Direktur Penyidikan Jaksa Agung Muda bidang Pidana Khusus (JAM Pidsus) Kejagung Febrie Adriansyah mengatakan nantinya penyidik akan menentukan ada atau tidaknya unsur pidana di balik kasus tersebut.
Menurut Febrie, penyidik masih memeriksa beberapa portofolio transaksi pengelolaan keuangan dan dana investasi di BPJS Ketenagakerjaan.
"Ada memastikan, tinggal beberapa transaksi lagi, tinggal memastikan ada beberapa transaksi lagi yang diminta diperdalam," kata Febrie di Kejaksaan Agung RI, Jakarta, Kamis (15/4/2021) malam.
Baca juga: Adik Benny Tjokrosaputro dan Istri Ilham Siregar Diperiksa Kejagung Terkait Korupsi Asabri
Adapun transaksi yang diperiksa mengenai apakah kerugian negara yang dialami BPJS Ketenagakerjaan merupakan dugaan korupsi atau justru unrealized loss.

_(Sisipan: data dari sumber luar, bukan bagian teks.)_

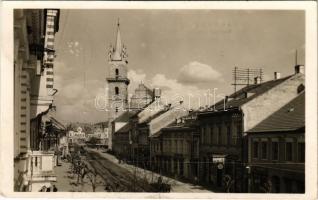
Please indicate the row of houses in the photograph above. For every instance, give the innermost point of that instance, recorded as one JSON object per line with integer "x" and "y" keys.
{"x": 36, "y": 131}
{"x": 251, "y": 141}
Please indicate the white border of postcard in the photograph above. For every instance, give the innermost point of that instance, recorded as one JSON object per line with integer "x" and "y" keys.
{"x": 6, "y": 92}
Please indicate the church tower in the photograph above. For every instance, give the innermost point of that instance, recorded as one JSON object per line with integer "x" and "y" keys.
{"x": 117, "y": 78}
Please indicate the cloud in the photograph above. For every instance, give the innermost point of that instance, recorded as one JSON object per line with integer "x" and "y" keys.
{"x": 74, "y": 48}
{"x": 196, "y": 72}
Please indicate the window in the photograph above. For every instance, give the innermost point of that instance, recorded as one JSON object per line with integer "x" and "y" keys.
{"x": 219, "y": 135}
{"x": 228, "y": 133}
{"x": 207, "y": 139}
{"x": 289, "y": 151}
{"x": 301, "y": 152}
{"x": 203, "y": 135}
{"x": 255, "y": 149}
{"x": 274, "y": 150}
{"x": 211, "y": 135}
{"x": 264, "y": 150}
{"x": 300, "y": 88}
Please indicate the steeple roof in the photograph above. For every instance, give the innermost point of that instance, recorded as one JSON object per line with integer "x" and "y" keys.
{"x": 117, "y": 54}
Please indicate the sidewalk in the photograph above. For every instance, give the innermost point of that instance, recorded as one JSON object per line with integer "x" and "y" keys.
{"x": 66, "y": 181}
{"x": 176, "y": 186}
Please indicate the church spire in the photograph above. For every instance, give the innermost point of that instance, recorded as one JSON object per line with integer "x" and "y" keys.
{"x": 118, "y": 48}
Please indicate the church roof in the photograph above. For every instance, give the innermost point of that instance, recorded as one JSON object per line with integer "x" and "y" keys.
{"x": 124, "y": 117}
{"x": 117, "y": 54}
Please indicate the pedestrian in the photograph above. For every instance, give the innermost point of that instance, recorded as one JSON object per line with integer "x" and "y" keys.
{"x": 54, "y": 188}
{"x": 43, "y": 189}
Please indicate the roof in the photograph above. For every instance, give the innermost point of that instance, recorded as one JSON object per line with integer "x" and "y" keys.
{"x": 124, "y": 129}
{"x": 154, "y": 116}
{"x": 124, "y": 117}
{"x": 246, "y": 94}
{"x": 290, "y": 117}
{"x": 57, "y": 124}
{"x": 103, "y": 124}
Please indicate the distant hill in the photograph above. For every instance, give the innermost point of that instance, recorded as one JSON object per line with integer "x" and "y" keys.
{"x": 87, "y": 127}
{"x": 102, "y": 124}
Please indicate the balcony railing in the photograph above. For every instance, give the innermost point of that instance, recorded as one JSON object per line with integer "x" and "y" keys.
{"x": 41, "y": 165}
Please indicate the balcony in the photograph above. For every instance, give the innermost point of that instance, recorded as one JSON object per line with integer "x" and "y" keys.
{"x": 41, "y": 167}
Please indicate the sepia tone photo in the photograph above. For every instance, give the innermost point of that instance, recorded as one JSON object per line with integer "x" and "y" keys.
{"x": 159, "y": 101}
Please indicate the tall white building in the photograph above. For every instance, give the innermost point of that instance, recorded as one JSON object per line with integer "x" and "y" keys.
{"x": 34, "y": 33}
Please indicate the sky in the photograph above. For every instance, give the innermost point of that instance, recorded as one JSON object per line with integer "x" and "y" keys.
{"x": 186, "y": 53}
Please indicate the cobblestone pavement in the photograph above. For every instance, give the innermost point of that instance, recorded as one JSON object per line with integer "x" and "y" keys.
{"x": 176, "y": 186}
{"x": 66, "y": 182}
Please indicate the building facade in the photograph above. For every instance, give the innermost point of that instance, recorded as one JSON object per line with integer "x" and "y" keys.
{"x": 223, "y": 127}
{"x": 276, "y": 159}
{"x": 174, "y": 150}
{"x": 34, "y": 33}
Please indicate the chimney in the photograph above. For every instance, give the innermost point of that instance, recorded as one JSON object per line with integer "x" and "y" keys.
{"x": 157, "y": 93}
{"x": 276, "y": 75}
{"x": 257, "y": 80}
{"x": 299, "y": 69}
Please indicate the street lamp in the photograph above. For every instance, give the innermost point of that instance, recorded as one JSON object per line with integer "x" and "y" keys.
{"x": 248, "y": 168}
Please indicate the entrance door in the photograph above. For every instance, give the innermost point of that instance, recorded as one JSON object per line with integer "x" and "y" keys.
{"x": 219, "y": 176}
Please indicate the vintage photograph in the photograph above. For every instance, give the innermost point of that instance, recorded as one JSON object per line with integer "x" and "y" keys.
{"x": 159, "y": 100}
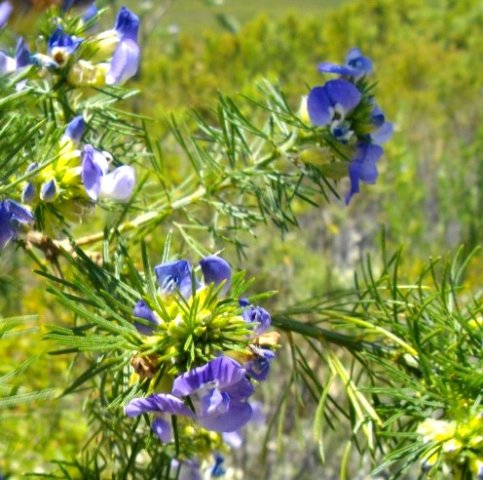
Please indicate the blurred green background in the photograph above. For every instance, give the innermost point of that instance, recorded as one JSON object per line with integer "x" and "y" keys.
{"x": 427, "y": 56}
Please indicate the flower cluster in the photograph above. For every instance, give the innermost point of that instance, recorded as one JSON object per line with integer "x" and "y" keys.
{"x": 76, "y": 176}
{"x": 108, "y": 58}
{"x": 453, "y": 445}
{"x": 346, "y": 107}
{"x": 207, "y": 346}
{"x": 12, "y": 216}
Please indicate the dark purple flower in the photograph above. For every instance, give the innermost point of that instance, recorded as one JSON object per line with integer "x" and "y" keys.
{"x": 258, "y": 316}
{"x": 6, "y": 10}
{"x": 75, "y": 129}
{"x": 142, "y": 310}
{"x": 259, "y": 367}
{"x": 332, "y": 102}
{"x": 48, "y": 191}
{"x": 219, "y": 390}
{"x": 356, "y": 65}
{"x": 125, "y": 60}
{"x": 61, "y": 45}
{"x": 160, "y": 404}
{"x": 363, "y": 166}
{"x": 216, "y": 270}
{"x": 11, "y": 215}
{"x": 174, "y": 276}
{"x": 217, "y": 470}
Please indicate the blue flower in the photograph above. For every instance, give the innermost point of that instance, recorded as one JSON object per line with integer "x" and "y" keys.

"Kalau (petunjuk) itu selesai maka akan ada keputusan," kata dia.
Sebagai informasi, Kejaksaan Agung RI sebelumnya menduga adanya tindak pidana korupsi yang terjadi dalam tubuh PT BPJS Ketenagakerjaan berkaitan dengan pengelolaan keuangan dan dana investasi.
Hasilnya, kasus tersebut ditingkatkan menjadi penyidikan pada Januari 2021. Kasus tersebut ditangani oleh penyidik pada Jampidsus berdasarkan surat perintah penyidikan Nomor: Print-02/F.2/Fd.2/01/2021.
Baca juga: Kejagung Pasang Plang Penyitaan Ratusan Bidang Tanah Benny Tjokrosaputro dan Lukman Purnomosidi
Penyidik juga memeriksa sejumlah saksi-saksi untuk mendalami kasus tersebut. Selain itu, sejumlah dokumen sudah sempat disita dalam penggeledahan kantor pusat BPJS Ketenagakerjaan di wilayah Jakarta, Senin (18/1/2021) lalu.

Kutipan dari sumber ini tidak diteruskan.